Link coupling was often used in receiver input circuits. Not all receiver input circuits are or should be designed for maximum power transfer.

Fig 2 above shows the part of the schematic of the Mighty Midget receiver from QST. The tuned input circuit consists of two coupled inductors L1 and L2, and the tuning cap C1. This circuit ought to have been designed for maximum power transfer with a 50Ω source, ie the input impedance should look like 50+j0Ω. It may not have been done, but this article explains a method of achieving that goal.

Again, the solution is found through quite basic linear circuit theory.

Given the tuning capacitor used, a 356pF variable to cover 3.5-7.3MHz, a practical value for L2 is 7µH.

The impedance transformation design depends on the load, in this case near infinite impedance of the grid circuit save some capacitance, and the losses in the input coils. Lets assume the coils both have a Q of 200 for the purposes of this exercise. The function of the input circuit is to provide some selectivity, whilst capturing the maximum power available from a 50Ω source, most of which in this case will be lost in coil resistance, but at the same time delivering the highest signal voltage to the grid of the input tube.

Fig 3 above shows on the left hand side, two coupled coils L1 and L2 with some mutual inductance M. On the right hand side, it shows a Tee equivalent circuit of the coupled coils.

In this application with L2=7µH, it is the combination of L1 and M that sets the impedance transformation. Taking L1 to be one fifth of L2, or 1.4µH, and assuming coil Q to be 200 at 3.6MHz, coupling such that M=0.33µH provides a solution. Different combinations of L1 and M would work, those chosen for this explanation are practical.

Fig 4 above shows the Tee equivalent circuit without showing the coil resistances.
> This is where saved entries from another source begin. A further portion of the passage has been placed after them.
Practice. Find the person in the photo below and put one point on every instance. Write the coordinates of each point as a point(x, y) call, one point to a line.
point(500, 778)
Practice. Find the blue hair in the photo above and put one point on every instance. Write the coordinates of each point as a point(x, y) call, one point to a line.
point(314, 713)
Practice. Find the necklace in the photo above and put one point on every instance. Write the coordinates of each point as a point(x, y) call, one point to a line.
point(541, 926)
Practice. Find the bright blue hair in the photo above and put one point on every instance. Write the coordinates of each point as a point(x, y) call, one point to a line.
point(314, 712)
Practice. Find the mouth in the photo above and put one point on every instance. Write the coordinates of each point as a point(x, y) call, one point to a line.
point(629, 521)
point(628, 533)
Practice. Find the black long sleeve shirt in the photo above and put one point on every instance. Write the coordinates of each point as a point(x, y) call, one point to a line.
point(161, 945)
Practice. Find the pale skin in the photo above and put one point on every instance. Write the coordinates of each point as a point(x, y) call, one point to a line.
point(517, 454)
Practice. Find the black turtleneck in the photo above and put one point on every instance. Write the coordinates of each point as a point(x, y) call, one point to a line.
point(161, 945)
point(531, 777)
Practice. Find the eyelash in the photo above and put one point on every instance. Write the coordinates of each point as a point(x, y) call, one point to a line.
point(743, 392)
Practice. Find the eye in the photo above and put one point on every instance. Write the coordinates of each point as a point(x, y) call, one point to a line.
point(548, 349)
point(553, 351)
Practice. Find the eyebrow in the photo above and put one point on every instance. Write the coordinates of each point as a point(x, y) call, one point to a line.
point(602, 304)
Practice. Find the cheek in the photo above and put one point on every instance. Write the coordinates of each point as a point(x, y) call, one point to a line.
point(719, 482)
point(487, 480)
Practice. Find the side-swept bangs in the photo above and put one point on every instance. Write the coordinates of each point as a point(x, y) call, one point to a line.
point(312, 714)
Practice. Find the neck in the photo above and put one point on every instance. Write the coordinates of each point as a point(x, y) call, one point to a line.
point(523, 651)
If this network is solved (with coil resistances), the input impedance is 50+j0Ω. This network was designed by finding the value of M and C given L1, L2 and Q that gave an input impedance of 50+j0Ω, M implies the flux coupling factor k is 0.104 which is practical for a coil assembly of this type.

In practice, the coupling between the coils, and / or the inductance of L1 would be varied until maximum output was obtained at resonance from a source with a Thevenin equivalent source impedance of 50+j0Ω. The turns ratio does not imply the impedance transformation ratio.